RE050 RFT装着車を周回路で試乗中 | RE050 RFT装着車を試乗後、S001 RFT装着車へ乗り換える | S001 RFT装着車を試乗中 |
RE050 RFTのトレッドパターン。ウェットグリップに定評のあったRE050と同様のもの | S001 RFTのトレッドパターン。RE050の進化形であるS001と同様のパターンを採用している |
S001装着車のほうが、いわば前者から内圧を5~10%ほど低くしたイメージで、さらに当たりがソフト。これに比べると、やはり先に乗ったS001 RFTは若干乗り心地に硬さを感じた。しかしながら、S001 RFTのほうがタイヤのケース剛性が高いためか、コーナリングパワーも高くなっている印象で、ステアリングレスポンスが向上しているように感じられる。
これはステアリングを中立から切り始めた、ごく初期のフィーリングの違いに表れており、逆にいうと、非ランフラットタイヤのほうが、しっとりしなやかに接地している印象。一概にどちらがよいかというものではなく、好みの問題で、S001 RFTのしっかりとした手応え感のほうを好むユーザーも少なくないのではないかと思われた。ノイズなどの快適性はS001同士では、ごく近いレベルにあることを念を押してお伝えしたい。
■乗り心地の硬さという弱点を克服
この試乗会では、あえてパンク状態としたS001 RFT装着車の試乗も行われた。用意された車両は、FFのCR-ZとMINI、FRのレクサスGSで、あらかじめ駆動輪となるタイヤのサイドウォールにドリルで穴を開ける。穴は左側の駆動輪のみに開けられ、左側通行の日本で起こりやすいパンク状態を再現し、幅が狭くタイトなコーナーの続くコースを上限40km/hを目安に走行するというものだ。
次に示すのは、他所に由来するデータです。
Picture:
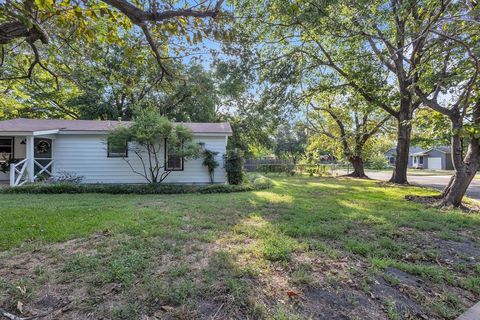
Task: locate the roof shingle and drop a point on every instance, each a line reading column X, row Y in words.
column 30, row 125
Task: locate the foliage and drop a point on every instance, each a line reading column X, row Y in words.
column 343, row 123
column 320, row 170
column 210, row 162
column 430, row 129
column 67, row 177
column 290, row 142
column 145, row 138
column 376, row 161
column 234, row 166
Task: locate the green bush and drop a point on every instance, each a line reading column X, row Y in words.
column 234, row 167
column 277, row 168
column 376, row 162
column 258, row 183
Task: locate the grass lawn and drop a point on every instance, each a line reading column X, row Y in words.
column 308, row 248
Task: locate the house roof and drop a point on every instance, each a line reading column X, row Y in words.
column 31, row 125
column 411, row 151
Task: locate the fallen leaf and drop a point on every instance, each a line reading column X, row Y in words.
column 167, row 308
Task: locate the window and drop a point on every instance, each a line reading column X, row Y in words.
column 118, row 150
column 6, row 149
column 173, row 162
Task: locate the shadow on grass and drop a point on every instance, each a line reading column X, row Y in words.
column 310, row 247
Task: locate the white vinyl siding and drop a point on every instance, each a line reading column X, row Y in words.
column 435, row 163
column 86, row 155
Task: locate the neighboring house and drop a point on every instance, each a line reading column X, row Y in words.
column 438, row 158
column 79, row 147
column 391, row 153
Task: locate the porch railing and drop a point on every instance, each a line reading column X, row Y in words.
column 18, row 173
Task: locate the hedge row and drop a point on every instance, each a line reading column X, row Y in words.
column 56, row 188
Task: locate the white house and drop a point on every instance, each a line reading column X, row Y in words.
column 40, row 147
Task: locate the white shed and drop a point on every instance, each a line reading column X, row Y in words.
column 38, row 147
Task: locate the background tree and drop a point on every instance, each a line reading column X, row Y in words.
column 375, row 47
column 25, row 23
column 290, row 142
column 452, row 70
column 145, row 138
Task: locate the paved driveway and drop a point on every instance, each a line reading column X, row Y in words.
column 437, row 182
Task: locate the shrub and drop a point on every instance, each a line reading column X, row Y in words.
column 234, row 167
column 66, row 176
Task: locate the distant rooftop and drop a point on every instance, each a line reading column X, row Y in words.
column 31, row 125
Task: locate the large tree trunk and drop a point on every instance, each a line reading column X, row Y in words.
column 358, row 167
column 465, row 168
column 403, row 146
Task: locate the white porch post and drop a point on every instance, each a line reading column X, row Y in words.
column 30, row 156
column 12, row 175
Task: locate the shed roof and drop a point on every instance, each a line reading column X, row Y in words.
column 31, row 125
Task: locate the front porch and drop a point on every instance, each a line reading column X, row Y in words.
column 28, row 158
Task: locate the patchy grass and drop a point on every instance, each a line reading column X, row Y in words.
column 307, row 248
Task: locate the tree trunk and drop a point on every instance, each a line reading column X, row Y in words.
column 358, row 168
column 403, row 146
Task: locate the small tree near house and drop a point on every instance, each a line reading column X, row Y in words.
column 145, row 139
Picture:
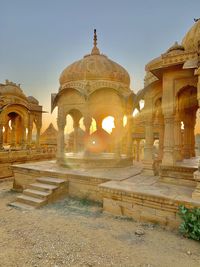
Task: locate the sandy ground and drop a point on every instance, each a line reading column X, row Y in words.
column 75, row 233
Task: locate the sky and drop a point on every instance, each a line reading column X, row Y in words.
column 39, row 38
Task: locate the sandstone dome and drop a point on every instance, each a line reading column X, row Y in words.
column 12, row 89
column 95, row 66
column 33, row 100
column 192, row 38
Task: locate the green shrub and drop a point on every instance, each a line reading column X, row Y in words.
column 190, row 227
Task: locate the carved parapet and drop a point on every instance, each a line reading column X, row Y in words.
column 196, row 192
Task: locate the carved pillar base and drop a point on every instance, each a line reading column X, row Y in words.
column 196, row 192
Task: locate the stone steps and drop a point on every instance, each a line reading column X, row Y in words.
column 51, row 181
column 32, row 201
column 42, row 187
column 36, row 193
column 40, row 193
column 21, row 205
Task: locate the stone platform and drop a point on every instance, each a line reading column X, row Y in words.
column 83, row 183
column 181, row 173
column 123, row 191
column 93, row 161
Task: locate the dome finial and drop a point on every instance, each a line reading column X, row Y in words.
column 95, row 50
column 195, row 20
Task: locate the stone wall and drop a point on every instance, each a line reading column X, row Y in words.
column 8, row 158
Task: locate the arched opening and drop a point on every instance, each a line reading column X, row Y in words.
column 14, row 134
column 186, row 123
column 108, row 124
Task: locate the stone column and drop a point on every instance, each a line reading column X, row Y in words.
column 23, row 139
column 129, row 142
column 61, row 122
column 192, row 137
column 148, row 147
column 38, row 127
column 118, row 136
column 1, row 136
column 75, row 126
column 13, row 133
column 177, row 138
column 196, row 193
column 138, row 150
column 30, row 130
column 168, row 153
column 161, row 137
column 87, row 121
column 6, row 133
column 187, row 137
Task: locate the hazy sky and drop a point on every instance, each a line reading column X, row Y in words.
column 39, row 38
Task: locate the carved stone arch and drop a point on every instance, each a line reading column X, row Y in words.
column 22, row 111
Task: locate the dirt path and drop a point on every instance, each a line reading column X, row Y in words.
column 74, row 233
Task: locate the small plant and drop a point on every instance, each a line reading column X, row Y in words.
column 190, row 227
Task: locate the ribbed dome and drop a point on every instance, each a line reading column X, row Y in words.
column 192, row 38
column 95, row 66
column 12, row 90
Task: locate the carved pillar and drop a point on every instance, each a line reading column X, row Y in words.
column 1, row 136
column 168, row 153
column 187, row 137
column 118, row 136
column 196, row 193
column 138, row 150
column 6, row 133
column 38, row 127
column 30, row 130
column 148, row 147
column 161, row 137
column 129, row 137
column 61, row 122
column 177, row 138
column 192, row 136
column 75, row 126
column 13, row 133
column 23, row 138
column 87, row 121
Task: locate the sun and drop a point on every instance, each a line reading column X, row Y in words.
column 108, row 124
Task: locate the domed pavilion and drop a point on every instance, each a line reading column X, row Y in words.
column 18, row 116
column 92, row 89
column 172, row 98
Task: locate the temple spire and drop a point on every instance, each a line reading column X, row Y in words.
column 95, row 50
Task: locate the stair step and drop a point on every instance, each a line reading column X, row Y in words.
column 50, row 180
column 36, row 193
column 21, row 205
column 42, row 187
column 36, row 202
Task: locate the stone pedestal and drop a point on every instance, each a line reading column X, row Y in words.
column 196, row 192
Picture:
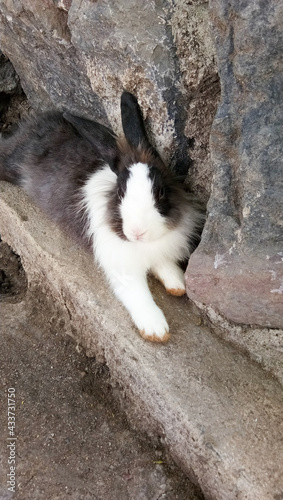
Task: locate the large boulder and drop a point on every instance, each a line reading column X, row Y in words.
column 237, row 270
column 79, row 55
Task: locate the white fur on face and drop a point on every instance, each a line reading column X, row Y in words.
column 141, row 219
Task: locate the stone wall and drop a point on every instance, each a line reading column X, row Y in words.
column 237, row 270
column 80, row 54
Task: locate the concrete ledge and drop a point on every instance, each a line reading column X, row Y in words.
column 218, row 412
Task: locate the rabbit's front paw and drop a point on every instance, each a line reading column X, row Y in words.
column 153, row 326
column 172, row 278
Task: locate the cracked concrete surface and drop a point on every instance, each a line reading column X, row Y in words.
column 218, row 412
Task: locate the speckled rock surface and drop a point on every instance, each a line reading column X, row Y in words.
column 79, row 55
column 238, row 269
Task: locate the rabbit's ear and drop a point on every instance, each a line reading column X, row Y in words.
column 102, row 139
column 132, row 121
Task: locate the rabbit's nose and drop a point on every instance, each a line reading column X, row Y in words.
column 138, row 234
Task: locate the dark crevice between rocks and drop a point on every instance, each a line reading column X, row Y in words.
column 13, row 101
column 13, row 279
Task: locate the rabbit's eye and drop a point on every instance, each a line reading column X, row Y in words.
column 161, row 193
column 120, row 192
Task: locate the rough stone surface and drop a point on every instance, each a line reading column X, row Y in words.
column 237, row 270
column 219, row 414
column 79, row 55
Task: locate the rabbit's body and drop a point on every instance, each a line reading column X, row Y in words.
column 116, row 197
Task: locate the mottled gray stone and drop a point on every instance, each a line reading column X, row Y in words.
column 79, row 55
column 238, row 268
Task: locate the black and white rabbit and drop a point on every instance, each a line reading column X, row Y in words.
column 115, row 196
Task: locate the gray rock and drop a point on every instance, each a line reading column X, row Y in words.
column 80, row 55
column 237, row 270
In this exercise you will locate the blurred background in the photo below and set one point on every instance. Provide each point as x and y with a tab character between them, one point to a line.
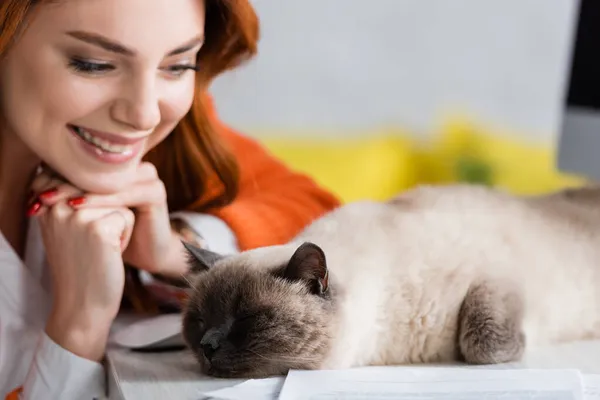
373	97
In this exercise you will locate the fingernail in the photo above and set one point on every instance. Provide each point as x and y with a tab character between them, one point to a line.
34	208
48	194
76	201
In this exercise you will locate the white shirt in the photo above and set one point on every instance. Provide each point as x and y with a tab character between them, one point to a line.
28	357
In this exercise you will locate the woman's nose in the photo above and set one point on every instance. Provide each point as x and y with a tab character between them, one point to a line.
138	105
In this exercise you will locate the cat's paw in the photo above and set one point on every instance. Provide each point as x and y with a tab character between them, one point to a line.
490	325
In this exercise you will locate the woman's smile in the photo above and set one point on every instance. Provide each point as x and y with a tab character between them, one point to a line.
107	147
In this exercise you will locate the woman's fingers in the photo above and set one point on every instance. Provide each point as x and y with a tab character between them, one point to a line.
123	221
142	194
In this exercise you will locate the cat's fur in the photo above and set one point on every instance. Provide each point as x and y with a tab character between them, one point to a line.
436	274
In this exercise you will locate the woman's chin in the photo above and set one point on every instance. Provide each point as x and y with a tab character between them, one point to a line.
102	183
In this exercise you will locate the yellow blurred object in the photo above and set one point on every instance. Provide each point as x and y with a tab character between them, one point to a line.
378	165
513	163
354	169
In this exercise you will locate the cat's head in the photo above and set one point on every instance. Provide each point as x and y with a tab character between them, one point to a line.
261	312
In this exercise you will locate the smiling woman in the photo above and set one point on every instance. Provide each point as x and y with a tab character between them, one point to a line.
110	154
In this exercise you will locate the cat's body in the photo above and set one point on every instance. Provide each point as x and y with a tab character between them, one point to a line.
436	274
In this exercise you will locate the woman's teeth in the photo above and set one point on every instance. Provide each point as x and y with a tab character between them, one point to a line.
102	144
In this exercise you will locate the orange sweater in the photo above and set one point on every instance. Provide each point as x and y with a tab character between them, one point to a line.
274	203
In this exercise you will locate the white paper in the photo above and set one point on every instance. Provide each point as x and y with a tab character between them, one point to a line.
591	387
408	383
255	389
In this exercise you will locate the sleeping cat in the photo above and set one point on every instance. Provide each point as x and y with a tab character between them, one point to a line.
436	274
CR-ZやMINIでは、駆動輪が前輪となり、タイヤとドライバーの距離が近いせいもあってか、また雨の水が影響してか、ゴムがよじれるような音が聞こえたが、この程度の走行であれば、十分にこなすことができる。一方駆動輪が後輪となるGSでは、遮音性がよいこともあってかそのような音は聞こえず、改めてTPMS(タイヤ空気圧警告装置)の装着は必須と思ったしだいだ。
一連の試乗はすべて小雨の降る中で行われたものだが、雨が幸いしてウェット路面でも十分なグリップ性能が確保されていることを確認できた。ランフラットタイヤがもたらすメリット繰り返すまでもないが、その最大の弱点であった乗り心地の改善という難題をクリアしたS001 RFTの市販化は、将来のランフラットの普及に向けての大きな一歩といえるだろう。
残る課題としては、現状でそれなりに割高になっている価格がもう少し安価になること、そして多くの人がランフラットタイヤのメリットを享受できるよう4サイズだけでなく、できるだけ早期にサイズラインアップの拡充に期待したいところである。